Mario Germán Iguarán Arana (born 8 June 1960) is a Colombian lawyer and diplomat. He served as Ambassador of Colombia to Egypt between 2010 and 2012. Iguarán has also served as the 3rd Deputy Minister of Justice of Colombia, the 5th Attorney General of Colombia, and as Assistant Magistrate of the Constitutional Court of Colombia.

==Career==
Iguarán received his Bachelor of Law from the Externado University of Colombia in 1982, and obtained a Master in Comparative Law from the University of Bonn in Germany in 1990, and has completed specializations in Penal Cassation from La Gran Colombia University in 2003, and in High State Administration from the Colombian Higher School of Public Administration in 1998.

===Ambassadorship===
President Uribe offered Iguarán an ambassadorship to Switzerland following the end of his term as Attorney General, but the Swiss Government expressed their disapproval of said appointment, because Iguarán had investigated a Swiss national, Jean Pierre Gontard, for cooperation with the FARC-EP. Gontard, who was working with the permission of the Swiss and Colombian authorities as a mediator, was suspected to have gone beyond his role by aiding the FARC rebels and their associates in Europe and was called in for questioning, he however was also a close friend and associate of Swiss Federal Councillor Micheline Calmy-Rey who is also the Swiss Foreign Minister in charge of approving ambassadorial appointments to Switzerland; in the end Iguarán was dropped from consideration to this mission.

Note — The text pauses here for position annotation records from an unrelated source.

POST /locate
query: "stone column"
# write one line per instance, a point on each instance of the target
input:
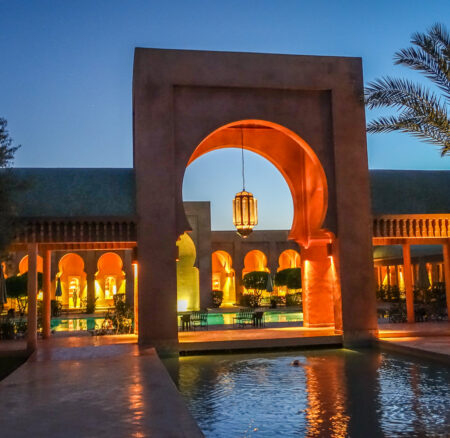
(90, 268)
(32, 289)
(238, 266)
(273, 258)
(446, 251)
(318, 278)
(407, 273)
(47, 284)
(129, 277)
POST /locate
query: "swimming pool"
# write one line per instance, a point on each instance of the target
(333, 393)
(94, 323)
(76, 324)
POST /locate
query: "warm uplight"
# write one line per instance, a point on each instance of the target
(245, 213)
(182, 305)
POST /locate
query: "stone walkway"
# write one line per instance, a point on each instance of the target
(247, 339)
(429, 340)
(93, 387)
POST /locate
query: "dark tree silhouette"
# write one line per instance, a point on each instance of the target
(422, 112)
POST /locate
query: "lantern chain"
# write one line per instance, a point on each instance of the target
(243, 164)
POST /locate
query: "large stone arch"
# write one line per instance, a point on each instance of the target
(181, 98)
(295, 160)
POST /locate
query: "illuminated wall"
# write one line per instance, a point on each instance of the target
(109, 278)
(223, 277)
(23, 265)
(73, 280)
(255, 260)
(188, 290)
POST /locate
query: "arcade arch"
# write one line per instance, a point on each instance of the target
(109, 279)
(289, 259)
(73, 280)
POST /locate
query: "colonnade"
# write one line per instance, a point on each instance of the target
(405, 276)
(51, 259)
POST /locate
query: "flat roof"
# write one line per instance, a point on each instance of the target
(94, 192)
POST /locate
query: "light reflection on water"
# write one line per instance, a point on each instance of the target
(334, 393)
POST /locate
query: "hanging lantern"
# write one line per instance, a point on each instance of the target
(245, 213)
(245, 206)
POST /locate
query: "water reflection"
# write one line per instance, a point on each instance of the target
(333, 393)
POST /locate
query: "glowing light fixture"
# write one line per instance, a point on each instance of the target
(245, 206)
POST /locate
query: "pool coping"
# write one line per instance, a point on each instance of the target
(245, 345)
(420, 353)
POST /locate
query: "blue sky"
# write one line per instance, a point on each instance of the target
(66, 71)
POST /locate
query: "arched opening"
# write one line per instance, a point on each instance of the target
(109, 278)
(73, 281)
(223, 277)
(289, 259)
(295, 160)
(188, 297)
(255, 260)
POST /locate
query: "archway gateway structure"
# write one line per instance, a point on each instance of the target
(305, 115)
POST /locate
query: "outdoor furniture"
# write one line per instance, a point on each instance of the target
(185, 322)
(199, 319)
(243, 318)
(259, 319)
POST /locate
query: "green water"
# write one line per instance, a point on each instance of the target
(95, 323)
(333, 393)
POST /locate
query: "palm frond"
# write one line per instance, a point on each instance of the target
(402, 93)
(415, 126)
(422, 112)
(441, 37)
(435, 68)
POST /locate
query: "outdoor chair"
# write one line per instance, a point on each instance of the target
(243, 318)
(199, 319)
(185, 321)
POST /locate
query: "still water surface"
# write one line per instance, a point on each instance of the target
(95, 323)
(333, 393)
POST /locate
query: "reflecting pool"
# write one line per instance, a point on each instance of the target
(333, 393)
(95, 323)
(76, 324)
(269, 316)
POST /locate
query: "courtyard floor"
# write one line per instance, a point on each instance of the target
(93, 387)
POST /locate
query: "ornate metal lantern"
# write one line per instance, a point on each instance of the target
(245, 206)
(245, 213)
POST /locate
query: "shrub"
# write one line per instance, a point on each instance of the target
(16, 287)
(217, 298)
(256, 282)
(294, 299)
(119, 319)
(249, 300)
(290, 277)
(91, 304)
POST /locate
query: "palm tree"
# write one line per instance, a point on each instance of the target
(423, 113)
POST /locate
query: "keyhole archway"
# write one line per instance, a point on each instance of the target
(187, 103)
(295, 160)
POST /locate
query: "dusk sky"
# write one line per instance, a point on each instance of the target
(66, 76)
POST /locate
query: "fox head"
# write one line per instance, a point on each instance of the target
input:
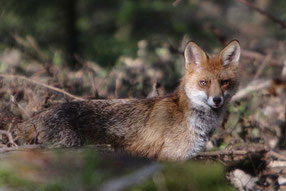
(211, 81)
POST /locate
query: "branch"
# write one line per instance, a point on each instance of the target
(252, 87)
(43, 85)
(264, 13)
(221, 153)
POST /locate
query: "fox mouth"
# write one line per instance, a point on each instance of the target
(216, 106)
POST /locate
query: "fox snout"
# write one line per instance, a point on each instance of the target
(216, 101)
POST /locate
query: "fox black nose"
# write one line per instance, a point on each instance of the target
(217, 100)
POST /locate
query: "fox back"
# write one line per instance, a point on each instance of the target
(172, 127)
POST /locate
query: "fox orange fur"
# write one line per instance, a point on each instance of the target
(172, 127)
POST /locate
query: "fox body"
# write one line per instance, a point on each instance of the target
(172, 127)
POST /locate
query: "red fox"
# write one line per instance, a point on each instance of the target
(172, 127)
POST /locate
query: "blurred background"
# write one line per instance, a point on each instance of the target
(133, 48)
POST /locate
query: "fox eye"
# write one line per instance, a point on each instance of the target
(203, 83)
(225, 82)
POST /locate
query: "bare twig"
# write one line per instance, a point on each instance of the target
(10, 137)
(244, 152)
(8, 149)
(13, 100)
(249, 54)
(175, 3)
(252, 87)
(262, 67)
(264, 13)
(43, 85)
(277, 155)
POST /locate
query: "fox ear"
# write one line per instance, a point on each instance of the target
(194, 55)
(231, 53)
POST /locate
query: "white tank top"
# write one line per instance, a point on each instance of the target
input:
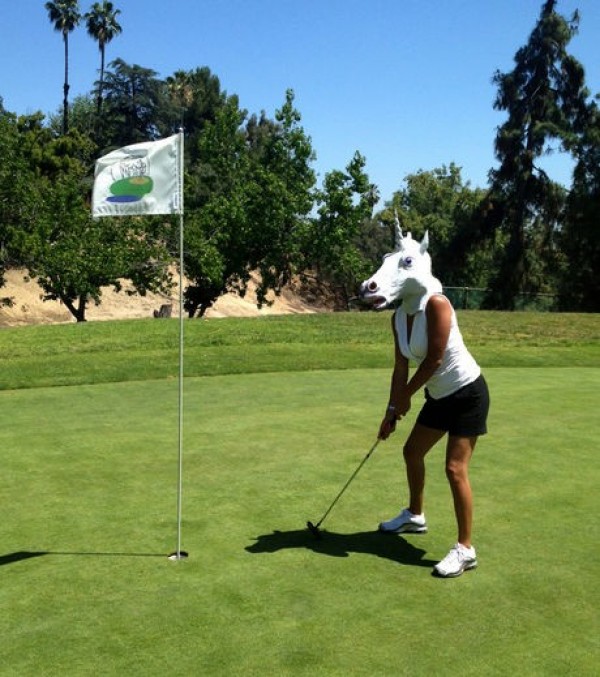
(458, 368)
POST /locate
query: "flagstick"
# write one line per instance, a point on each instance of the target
(179, 553)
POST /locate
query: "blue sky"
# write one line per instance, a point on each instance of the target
(405, 82)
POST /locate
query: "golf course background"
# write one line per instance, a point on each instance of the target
(278, 412)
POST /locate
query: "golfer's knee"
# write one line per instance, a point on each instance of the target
(411, 453)
(456, 471)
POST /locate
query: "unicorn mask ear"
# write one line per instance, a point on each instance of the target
(397, 231)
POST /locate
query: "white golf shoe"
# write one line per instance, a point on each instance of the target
(459, 559)
(405, 523)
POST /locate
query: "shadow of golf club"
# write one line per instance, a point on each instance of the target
(392, 547)
(21, 555)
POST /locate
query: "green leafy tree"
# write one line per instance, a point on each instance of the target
(195, 97)
(65, 16)
(281, 195)
(345, 204)
(580, 237)
(544, 97)
(253, 199)
(440, 202)
(134, 99)
(102, 25)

Nonetheless, President Uribe offered him another diplomatic post, and this time the host nation permitted it; Iguarán was sworn in as Ambassador Extraordinary and Plenipotentiary of Colombia to the Republic of Egypt by Chancellor Jaime Bermúdez Merizalde on 2 March 2010 and travelling that same day to Egypt to assume his official duties, and presented his letters of credence to Egypt's President Hosni Mubarak on 27 June 2010.

He served as ambassador until early 2012.